東京メトロ(本社:東京都台東区 社長:奥 義光)では、平成22年12月1日(水)から銀座駅と表参道駅の2駅で「サービスマネージャー」によるお客様へのご案内サービスに「iPad」を試験的に導入してきましたが、好評のため、平成23年8月22日(月)から、他のサービスマネージャー配置駅12 駅(上野駅、日本橋駅、新橋駅、九段下駅、日比谷駅、有楽町駅、六本木駅、新宿駅、池袋駅、大手町駅、東京駅、飯田橋駅)に「iPad」を活用したご案内サービスを拡大いたします。

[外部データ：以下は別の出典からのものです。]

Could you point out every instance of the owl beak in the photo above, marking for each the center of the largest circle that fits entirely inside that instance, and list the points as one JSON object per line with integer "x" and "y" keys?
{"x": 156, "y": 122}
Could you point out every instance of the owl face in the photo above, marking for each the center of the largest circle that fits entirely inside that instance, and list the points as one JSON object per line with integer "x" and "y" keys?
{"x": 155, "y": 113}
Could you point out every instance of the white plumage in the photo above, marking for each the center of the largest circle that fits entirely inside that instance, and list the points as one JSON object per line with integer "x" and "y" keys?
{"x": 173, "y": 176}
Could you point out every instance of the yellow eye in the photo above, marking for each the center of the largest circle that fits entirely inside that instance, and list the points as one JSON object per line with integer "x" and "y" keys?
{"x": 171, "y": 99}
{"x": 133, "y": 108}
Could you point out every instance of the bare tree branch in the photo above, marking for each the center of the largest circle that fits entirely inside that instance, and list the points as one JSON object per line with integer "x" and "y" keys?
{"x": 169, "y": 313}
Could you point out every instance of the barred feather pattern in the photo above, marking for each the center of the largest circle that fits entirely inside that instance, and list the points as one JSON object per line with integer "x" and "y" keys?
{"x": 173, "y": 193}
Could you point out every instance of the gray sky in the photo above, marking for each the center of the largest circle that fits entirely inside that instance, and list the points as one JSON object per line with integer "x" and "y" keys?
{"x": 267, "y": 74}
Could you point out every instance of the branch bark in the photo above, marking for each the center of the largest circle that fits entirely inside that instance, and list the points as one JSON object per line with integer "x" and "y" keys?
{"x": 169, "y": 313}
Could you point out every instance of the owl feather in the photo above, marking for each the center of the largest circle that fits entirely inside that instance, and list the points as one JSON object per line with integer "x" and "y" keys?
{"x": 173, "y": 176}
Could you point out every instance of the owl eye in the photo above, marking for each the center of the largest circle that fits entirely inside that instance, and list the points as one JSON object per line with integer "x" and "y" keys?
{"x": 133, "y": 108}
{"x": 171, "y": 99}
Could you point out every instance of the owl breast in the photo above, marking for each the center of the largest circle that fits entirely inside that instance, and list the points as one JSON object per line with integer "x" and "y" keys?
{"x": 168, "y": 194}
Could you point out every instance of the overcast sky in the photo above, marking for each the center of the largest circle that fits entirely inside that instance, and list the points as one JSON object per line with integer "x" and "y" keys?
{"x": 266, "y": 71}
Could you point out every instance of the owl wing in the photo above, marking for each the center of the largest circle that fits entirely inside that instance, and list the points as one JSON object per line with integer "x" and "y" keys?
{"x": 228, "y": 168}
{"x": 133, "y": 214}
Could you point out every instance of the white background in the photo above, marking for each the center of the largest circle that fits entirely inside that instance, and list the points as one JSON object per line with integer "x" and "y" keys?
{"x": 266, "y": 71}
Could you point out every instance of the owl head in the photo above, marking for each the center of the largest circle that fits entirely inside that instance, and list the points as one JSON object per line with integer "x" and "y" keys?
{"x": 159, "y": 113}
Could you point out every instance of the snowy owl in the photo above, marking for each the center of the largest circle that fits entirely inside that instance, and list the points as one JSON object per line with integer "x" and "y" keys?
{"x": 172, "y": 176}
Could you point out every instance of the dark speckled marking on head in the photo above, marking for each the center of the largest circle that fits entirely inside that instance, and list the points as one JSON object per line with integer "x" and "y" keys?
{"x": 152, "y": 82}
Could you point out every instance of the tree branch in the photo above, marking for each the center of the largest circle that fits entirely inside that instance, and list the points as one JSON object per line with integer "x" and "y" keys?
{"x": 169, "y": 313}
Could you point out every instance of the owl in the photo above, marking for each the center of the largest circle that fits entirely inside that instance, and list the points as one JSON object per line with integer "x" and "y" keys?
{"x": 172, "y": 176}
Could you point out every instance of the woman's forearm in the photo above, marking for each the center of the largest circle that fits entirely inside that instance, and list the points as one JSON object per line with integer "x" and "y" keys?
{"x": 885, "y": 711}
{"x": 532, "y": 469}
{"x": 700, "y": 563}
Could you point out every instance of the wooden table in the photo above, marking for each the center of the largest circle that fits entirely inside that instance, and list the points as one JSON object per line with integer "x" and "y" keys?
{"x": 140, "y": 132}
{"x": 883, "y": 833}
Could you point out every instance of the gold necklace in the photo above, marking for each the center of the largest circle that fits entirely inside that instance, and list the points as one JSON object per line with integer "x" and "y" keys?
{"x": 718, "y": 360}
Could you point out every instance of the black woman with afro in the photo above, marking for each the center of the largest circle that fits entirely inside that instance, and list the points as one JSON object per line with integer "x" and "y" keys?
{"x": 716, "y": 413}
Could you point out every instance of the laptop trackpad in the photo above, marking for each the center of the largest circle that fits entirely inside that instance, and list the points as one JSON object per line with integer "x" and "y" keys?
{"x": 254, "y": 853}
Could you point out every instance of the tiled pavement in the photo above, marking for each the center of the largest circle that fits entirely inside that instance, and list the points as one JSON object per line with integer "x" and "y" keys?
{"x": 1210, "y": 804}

これまで「iPad」を試験導入した2駅では、1日のご案内のうち、約半数で「iPad」を活用したご案内を行っています。主なご案内は、「画面拡大機能を活用した路線図や周辺地図、駅構内図でのご案内」や「東京メトロ各路線の直近の運行状況のご案内」などとなっています。

お客様からは、「文字が大きく見えて路線図などが分かりやすい」「目的地に向かう列車の運行状況が分かるのでとても助かる」などと好評を得ています。さらに、「iPad」を取り扱うサービスマネージャーからも実感として「お客様からとても喜んでいただき、ご案内の幅が広がった。」との意見が多く、「iPad」導入の成果を確認できました。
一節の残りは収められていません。